It’s a really strange thing when you start to deal with CMS vendors and understand the way that they do the things they do.
What do I mean?
I mean that it’s really interesting how they spend all of this time building products that are sold as newer/faster/better than what’s already out there in the status quo, but in reality, it’s just another layer of closed-source software that’s going to find ways to keep your institution locked into their tools for as long as possible.
That’s fine if you’re thinking about it from the perspective of profitability and trying to keep your company in business. But from the concept of having open information access and portability of data over a period of time, it’s the absolute worst idea ever.
Here’s an example:
In so many instances, I see situations where you have internal constituents such as faculty, staff or even students who avoid using the web site completely and create their own external things in open-source or free programs online such as Blogger or WordPress, because it’s easier for them to use and gives them rapid access without having to wade through the institutional bureaucracy.
I don’t think I blame them, even if from where I’ve sat, it can be a real pain to deal with that from a control of content perspective.
I guess there isn’t a real compelling financial interest for web design consultants to offer clients clear solutions, to charge a fixed fee for that and then to work together to deliver what they need from start to finish, irrespective of a need to lump additional services or other value-added ways to force the client to stay with you whether they like it or not.
In other words, your web consulting firm shouldn’t be like your cell phone company.
If you communicate well, give people what they want, help them break down barriers and help them develop a product that’s going to have some lasting value, then you’ve done your job.
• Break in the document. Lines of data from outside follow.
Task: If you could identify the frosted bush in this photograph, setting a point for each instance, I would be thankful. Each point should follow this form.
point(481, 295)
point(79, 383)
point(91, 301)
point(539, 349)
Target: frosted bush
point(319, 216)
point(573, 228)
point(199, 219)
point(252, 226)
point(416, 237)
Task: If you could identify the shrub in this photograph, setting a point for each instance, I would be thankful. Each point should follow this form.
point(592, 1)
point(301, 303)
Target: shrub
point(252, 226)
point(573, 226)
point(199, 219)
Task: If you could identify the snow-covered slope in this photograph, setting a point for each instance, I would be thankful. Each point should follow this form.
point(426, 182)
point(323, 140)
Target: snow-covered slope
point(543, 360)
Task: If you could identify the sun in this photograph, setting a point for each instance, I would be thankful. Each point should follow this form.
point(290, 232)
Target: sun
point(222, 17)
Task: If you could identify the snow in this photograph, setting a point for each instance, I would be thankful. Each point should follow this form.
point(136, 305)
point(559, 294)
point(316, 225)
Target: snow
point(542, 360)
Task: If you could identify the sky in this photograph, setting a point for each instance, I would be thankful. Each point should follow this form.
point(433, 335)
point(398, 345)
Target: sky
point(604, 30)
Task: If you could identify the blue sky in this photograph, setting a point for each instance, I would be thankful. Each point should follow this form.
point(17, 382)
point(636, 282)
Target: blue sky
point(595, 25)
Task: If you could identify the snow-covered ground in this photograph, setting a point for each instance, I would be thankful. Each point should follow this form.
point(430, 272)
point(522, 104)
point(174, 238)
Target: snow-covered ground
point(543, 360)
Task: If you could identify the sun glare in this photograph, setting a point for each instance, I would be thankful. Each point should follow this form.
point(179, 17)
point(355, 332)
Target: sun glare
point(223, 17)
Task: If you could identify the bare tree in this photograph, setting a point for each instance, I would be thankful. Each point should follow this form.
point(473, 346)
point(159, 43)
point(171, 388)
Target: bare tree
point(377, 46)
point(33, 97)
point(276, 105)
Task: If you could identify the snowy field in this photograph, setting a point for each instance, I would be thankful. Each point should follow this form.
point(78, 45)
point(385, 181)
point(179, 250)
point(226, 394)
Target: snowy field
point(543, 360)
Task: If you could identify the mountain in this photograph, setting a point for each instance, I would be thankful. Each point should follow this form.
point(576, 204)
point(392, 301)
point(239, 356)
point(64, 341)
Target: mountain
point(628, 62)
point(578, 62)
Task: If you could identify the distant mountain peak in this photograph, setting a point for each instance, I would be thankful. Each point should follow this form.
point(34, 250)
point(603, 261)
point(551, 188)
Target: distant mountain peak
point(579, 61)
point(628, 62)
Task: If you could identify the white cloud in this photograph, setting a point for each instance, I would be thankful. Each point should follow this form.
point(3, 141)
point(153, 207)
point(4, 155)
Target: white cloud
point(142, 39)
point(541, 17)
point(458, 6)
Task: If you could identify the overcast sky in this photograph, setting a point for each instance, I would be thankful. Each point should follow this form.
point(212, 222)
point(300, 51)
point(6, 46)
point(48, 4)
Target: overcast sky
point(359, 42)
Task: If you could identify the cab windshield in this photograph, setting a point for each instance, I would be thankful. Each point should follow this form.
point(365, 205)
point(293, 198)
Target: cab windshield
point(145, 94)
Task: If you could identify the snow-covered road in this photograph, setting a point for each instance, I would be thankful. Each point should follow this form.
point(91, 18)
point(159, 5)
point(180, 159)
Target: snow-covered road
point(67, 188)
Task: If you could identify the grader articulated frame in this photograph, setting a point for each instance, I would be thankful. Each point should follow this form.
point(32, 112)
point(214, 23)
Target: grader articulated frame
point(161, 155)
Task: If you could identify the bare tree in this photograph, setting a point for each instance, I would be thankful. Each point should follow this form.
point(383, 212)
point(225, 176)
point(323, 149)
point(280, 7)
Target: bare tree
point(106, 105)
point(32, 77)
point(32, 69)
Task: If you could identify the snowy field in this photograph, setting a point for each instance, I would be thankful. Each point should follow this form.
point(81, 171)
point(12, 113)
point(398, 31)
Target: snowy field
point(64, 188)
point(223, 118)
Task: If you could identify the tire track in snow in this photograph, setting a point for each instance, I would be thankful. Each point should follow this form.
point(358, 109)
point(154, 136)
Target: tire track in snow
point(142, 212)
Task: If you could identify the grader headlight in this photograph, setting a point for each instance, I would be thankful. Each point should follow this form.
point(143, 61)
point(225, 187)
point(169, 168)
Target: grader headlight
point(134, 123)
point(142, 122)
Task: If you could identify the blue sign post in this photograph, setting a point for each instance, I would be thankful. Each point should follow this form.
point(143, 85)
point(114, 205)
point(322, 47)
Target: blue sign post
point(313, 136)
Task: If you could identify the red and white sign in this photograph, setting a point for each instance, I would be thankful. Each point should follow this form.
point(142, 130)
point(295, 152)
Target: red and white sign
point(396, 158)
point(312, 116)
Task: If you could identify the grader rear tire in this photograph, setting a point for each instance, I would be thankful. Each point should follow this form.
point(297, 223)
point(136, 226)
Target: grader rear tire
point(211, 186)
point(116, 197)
Hopefully, they’ll tell their friends about it and you’ll get continual business. If not, well you learn and keep working with people and go from there.
But giving people a content management system for CMS sake with SO many options that already exist in the field that doesn’t do anything new, different or better than what’s already out there is maybe a great way to line your pockets, but it’s not really a sustainable way to help people manage their content.
To ask reasonably intelligent individuals who might even do this for a living to spend an inordinate amount of time becoming familiar with institutional corporate nomenclature for otherwise ordinary things that people in the status quo are using and employing everyday is just another way to increase the barriers to entry for institutional folks are able to do things that their ordinary friends do. Meaning they’ll take your flashy new CMS with all of its xyz-million features and just go around it to do all of the stuff they were going to do before in the tools they know how to use.
You can teach them, you can invest time to train them and the fact is, the gargantuan investment of time involved is unlikely to be recouped in the long run.
Mimicking the flawed institutional problems that plague higher ed in the way we deliver web development and strategic services to them will not improve the minefield. It does give those willing to detach from it, an opportunity to thrive.